Expressions in (25) and (26) show that P s c also depends upon the latency requirement L. The effect of self-collisions is more relevant when the latency requirement is stricter. For example, Figure 7 shows that the effect of self-collisions already limits the maximum reliability that can be achieved when K = 4 if the latency requirement is equal to 0.5 ms. Latency requirements significantly influence the reliability levels that can be satisfied. This is the case because latency requirements limit the number K of replicas that can be sent for each packet. Figure 4 shows that the maximum reliability level that can be guaranteed depends on the latency requirements when only considering P c . Figure 7 also shows that the effect of self-collisions becomes more relevant with stricter latency requirements. These results show that it is a challenge guaranteeing high reliability demands with very low latency levels.
The results in Figure 7 demonstrate that current 5G NR grant-free scheduling with K-repetitions and shared resources cannot guarantee some of the more demanding reliability and latency levels. However, it is important emphasizing that other proposals cannot meet such requirements either, and these actually perform worse than the implementation analyzed in this study. This is actually the case for the proposals that transmit the first copy of a packet in dedicated resources for the UEs. These resources can be reserved using grant-based scheduling (such as in [14]) or semi-persistent scheduling (such as in [13]). Grant-based scheduling requires the UE to send an SR to the BS, and wait for the BS to reply with a grant message.

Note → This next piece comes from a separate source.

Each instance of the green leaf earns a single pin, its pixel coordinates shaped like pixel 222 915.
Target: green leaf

The exchange of these messages between the UE and the BS is illustrated in Figure 8 This handshaking generates a non-negligible Ttotal latency that is equal to:
Ttotal = 2 TL1/L2 + Talign + 2 Tproc + 3 Ttx = 2.3 ms
where TL1/L2 is the L1/L2 processing latency at the BS and the UE, Talign is the alignment latency (the alignment latency is the time elapsed from the moment the UE is ready to transmit to the actual time the transmission starts), Tproc is the processing latency (this latency represents the latency between the reception of the SR and the transmission of the grant message), and Ttx is the time required to transmit the SR and grant messages. Following [24], we consider TL1/L2 = Talign = Ttx = 1 TTI, and Tproc = 2.33 TTI. These values are a best-case scenario, since they represent reduced processing times that can be achieved with 3GPP Release 15 compared to Release 14. Equation (27) shows that the total latency (2.3 ms) introduced by the grant-based scheduling process to assign dedicated resources to UEs is higher than the latency achieved with the 5G NR grant-free scheduling implementation analyzed in this study. For example, Figure 7 shows that this implementation can guarantee latency levels below 1 ms (this latency is guaranteed with a reliability up to 1–10−5 when K = 4, λ = 0.1 packets, U = 6, and ∆t = ∆tavg).

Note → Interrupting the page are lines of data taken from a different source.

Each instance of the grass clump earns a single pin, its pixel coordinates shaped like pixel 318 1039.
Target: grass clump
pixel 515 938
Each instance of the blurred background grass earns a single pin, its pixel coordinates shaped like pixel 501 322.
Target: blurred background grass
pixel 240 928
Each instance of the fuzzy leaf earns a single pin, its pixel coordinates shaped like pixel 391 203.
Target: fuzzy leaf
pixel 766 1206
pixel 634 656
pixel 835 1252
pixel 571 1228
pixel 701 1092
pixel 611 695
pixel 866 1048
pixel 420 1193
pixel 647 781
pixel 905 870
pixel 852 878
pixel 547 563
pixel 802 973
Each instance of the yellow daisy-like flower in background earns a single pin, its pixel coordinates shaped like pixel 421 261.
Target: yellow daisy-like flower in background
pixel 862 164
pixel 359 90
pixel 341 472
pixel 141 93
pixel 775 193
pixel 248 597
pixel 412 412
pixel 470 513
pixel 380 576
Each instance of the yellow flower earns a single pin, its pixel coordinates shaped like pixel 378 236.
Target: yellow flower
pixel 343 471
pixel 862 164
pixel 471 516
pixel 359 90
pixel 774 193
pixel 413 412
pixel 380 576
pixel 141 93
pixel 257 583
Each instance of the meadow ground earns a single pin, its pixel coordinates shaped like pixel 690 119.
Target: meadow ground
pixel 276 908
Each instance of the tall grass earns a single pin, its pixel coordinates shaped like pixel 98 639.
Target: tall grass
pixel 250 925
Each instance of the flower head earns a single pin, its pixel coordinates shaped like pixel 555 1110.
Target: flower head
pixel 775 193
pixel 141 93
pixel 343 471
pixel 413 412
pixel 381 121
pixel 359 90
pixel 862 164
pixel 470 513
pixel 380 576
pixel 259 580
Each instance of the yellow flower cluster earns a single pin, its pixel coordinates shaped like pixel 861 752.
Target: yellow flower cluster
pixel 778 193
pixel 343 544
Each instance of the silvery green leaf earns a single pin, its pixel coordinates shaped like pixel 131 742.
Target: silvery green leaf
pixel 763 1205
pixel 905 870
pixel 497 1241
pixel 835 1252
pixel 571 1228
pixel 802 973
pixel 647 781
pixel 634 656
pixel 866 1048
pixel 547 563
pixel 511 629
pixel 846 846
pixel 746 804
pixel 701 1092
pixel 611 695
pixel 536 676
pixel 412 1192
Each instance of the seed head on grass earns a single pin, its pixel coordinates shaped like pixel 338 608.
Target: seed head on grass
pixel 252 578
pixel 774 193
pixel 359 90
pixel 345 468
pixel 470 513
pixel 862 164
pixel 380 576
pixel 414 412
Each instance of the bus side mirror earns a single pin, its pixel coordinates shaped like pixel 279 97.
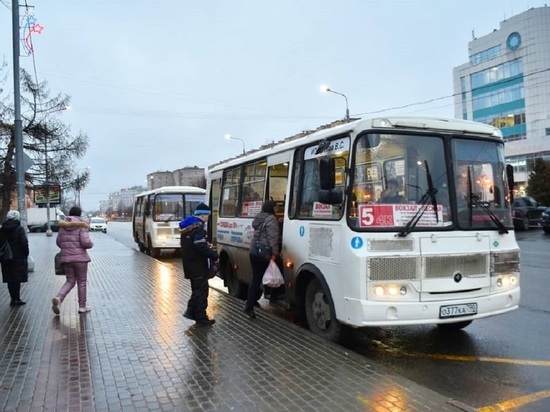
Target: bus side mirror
pixel 327 173
pixel 511 183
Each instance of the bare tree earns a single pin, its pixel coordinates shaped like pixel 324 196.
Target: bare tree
pixel 46 139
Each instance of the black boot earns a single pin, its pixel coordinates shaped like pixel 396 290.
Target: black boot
pixel 205 321
pixel 189 315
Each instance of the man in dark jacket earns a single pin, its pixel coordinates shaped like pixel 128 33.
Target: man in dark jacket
pixel 15 271
pixel 197 256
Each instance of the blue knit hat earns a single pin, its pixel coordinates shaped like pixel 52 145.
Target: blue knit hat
pixel 202 209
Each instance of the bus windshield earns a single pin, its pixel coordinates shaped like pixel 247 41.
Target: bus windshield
pixel 404 181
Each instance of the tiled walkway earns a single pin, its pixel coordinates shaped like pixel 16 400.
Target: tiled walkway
pixel 135 351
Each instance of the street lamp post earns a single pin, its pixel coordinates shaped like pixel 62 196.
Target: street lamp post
pixel 47 179
pixel 229 137
pixel 326 89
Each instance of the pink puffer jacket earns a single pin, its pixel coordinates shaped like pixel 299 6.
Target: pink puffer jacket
pixel 73 242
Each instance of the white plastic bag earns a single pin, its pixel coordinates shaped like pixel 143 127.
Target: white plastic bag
pixel 272 276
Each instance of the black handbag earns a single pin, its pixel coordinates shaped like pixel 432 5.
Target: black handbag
pixel 259 249
pixel 6 253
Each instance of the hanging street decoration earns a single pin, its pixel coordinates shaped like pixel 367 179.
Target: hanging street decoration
pixel 29 26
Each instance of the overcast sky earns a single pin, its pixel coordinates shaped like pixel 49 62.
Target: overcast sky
pixel 156 84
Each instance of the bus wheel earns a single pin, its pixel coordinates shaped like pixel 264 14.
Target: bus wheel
pixel 320 314
pixel 236 288
pixel 141 247
pixel 453 326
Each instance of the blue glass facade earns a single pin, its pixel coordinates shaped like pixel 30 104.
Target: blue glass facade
pixel 498 98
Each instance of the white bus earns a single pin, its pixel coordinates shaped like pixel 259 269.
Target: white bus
pixel 446 254
pixel 157 213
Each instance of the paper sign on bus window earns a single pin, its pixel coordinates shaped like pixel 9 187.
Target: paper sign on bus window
pixel 252 208
pixel 397 215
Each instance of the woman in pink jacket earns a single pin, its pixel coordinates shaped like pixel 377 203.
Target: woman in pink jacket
pixel 74 240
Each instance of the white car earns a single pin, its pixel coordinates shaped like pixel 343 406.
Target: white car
pixel 98 224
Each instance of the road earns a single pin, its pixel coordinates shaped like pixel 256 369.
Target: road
pixel 495 364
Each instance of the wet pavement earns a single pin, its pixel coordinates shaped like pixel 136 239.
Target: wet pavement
pixel 135 352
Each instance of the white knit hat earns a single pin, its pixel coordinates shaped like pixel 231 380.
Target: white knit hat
pixel 13 215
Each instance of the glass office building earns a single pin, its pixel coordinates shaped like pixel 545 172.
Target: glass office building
pixel 506 84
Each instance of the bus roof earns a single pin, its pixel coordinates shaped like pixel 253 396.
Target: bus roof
pixel 383 123
pixel 174 189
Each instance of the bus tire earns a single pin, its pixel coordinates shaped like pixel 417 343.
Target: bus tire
pixel 453 326
pixel 320 314
pixel 235 287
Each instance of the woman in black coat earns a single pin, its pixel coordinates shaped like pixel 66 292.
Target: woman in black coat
pixel 15 271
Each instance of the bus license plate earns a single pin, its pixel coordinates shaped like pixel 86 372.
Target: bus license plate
pixel 452 311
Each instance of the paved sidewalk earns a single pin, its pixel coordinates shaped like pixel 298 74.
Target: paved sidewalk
pixel 135 351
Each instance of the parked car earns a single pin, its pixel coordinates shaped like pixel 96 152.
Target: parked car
pixel 526 212
pixel 98 224
pixel 545 221
pixel 54 226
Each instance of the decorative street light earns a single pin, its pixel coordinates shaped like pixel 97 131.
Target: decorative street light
pixel 326 89
pixel 229 137
pixel 81 181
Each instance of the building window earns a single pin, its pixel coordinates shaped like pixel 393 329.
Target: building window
pixel 485 55
pixel 497 73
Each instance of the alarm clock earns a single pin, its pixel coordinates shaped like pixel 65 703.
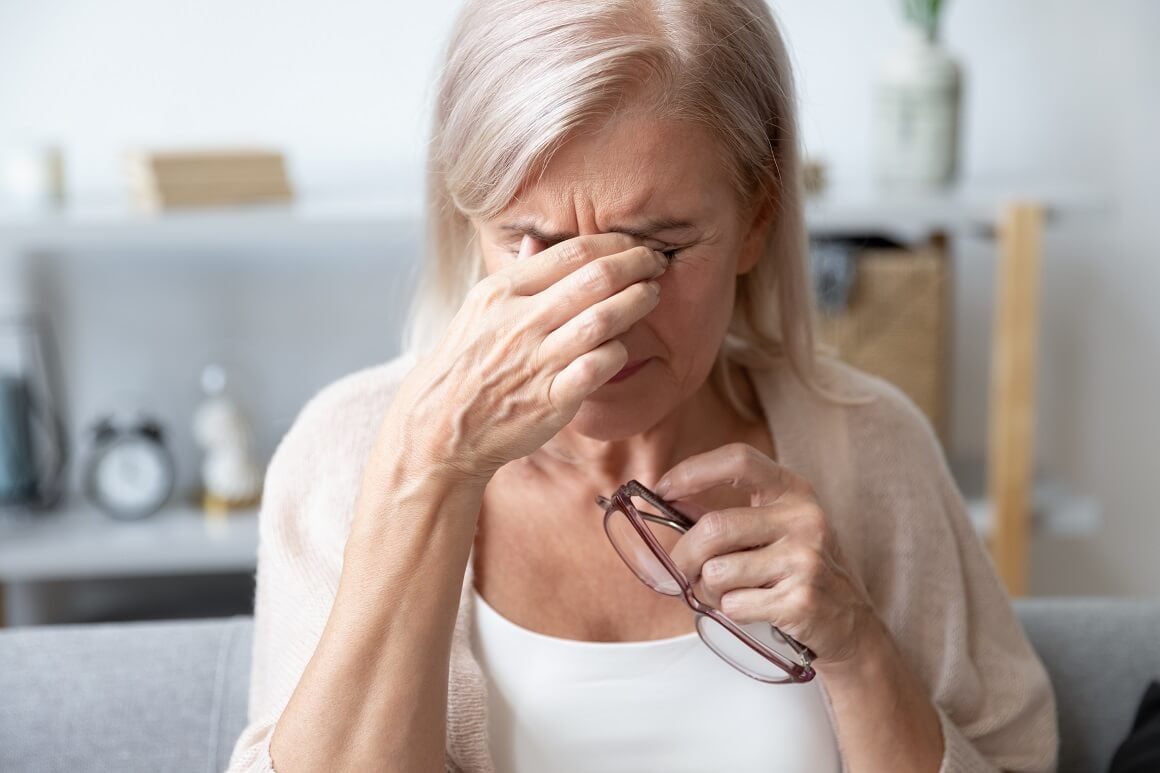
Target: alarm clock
pixel 130 471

The alternative to grant-based scheduling is Semi-Persistent Scheduling (SPS). In this case, UEs are assigned dedicated resources for a period of time. During this period, UEs can utilize the resources without requesting permission from the BS. This avoids the latency introduced by grant-based scheduling. However, semi-persistent scheduling inefficiently utilizes the radio resources when the traffic is aperiodic. This is the case, because it is not possible to predict when UEs will need resources. To illustrate this effect, let us consider a scenario with N = 300 users that generate aperiodic traffic (λ = 0.1 packets). We shall then suppose that users request a maximum latency of 1 ms and a reliability level equal to 1–10−5. Satisfying this demand requires reserving 300 RBs (one per UE) in a 1 ms time windowA lower number of resources would be necessary if traffic was periodic and we could estimate when each UE would require resources for their transmission. In this case, several UEs could share the same RB if they generate their packets at different time instants. This would reduce the total number of RBs necessary to serve all users. This is not possible in the case of aperiodic traffic, since we cannot predict when a UE would need radio resources. Figure 7 shows that our implementation of 5G NR grant-free scheduling with 4-repetitions and shared resources can support 300 UEs (with their latency and reliability demands) with only 48 RBs in a time window of 1 ms. This is 84% less radio resources than if we reserve dedicated resources per UE (with aperiodic traffic) for their first transmission using semi-persistent scheduling. These results clearly show that the implemented 5G NR grant-free scheduling with shared resources can better support URLLC applications with aperiodic traffic and stringent communication requirements than other existing proposals. However, the conducted analysis (e.g., Figure 7) has also shown that new solutions will be needed to guarantee very demanding reliability and latency levels such as those foreseen for some URLLC services in 3GPP Release 16.

6. Conclusions

This paper has analyzed the capacity of 5G NR grant-free scheduling to support URLLC services with strict reliability and latency levels such as those demanded by Industry 4.0. The study has focused on aperiodic or sporadic traffic and an implementation of 5G NR grant-free scheduling with K-repetitions and shared radio resources. This implementation has been chosen, since sharing radio resources is an attractive option for aperiodic traffic. In addition, the K-repetitions scheme can combat possible packet collisions between UEs that share radio resources. This study has analyzed the reliability and latency levels that can be achieved with existing 5G NR grant-free scheduling with shared radio resources as a function of the number of UEs, the number of reserved radio resources, and the number of replicas K. To this aim, this study has derived analytical expressions that quantify the exact probability of collision with packets transmitted by other UEs, and the impact of self-collisions. It is important to emphasize that this study is the first one that has evaluated the impact of self-collisions. Packet collisions and self-collisions have then been taken into account to derive analytically the reliability that can be achieved by existing 5G NR grant-free scheduling with shared resources. The derived analytical expressions have been validated against simulations. These expressions are a valuable contribution to the community, since they can be easily utilized to evaluate 5G NR grant-free scheduling.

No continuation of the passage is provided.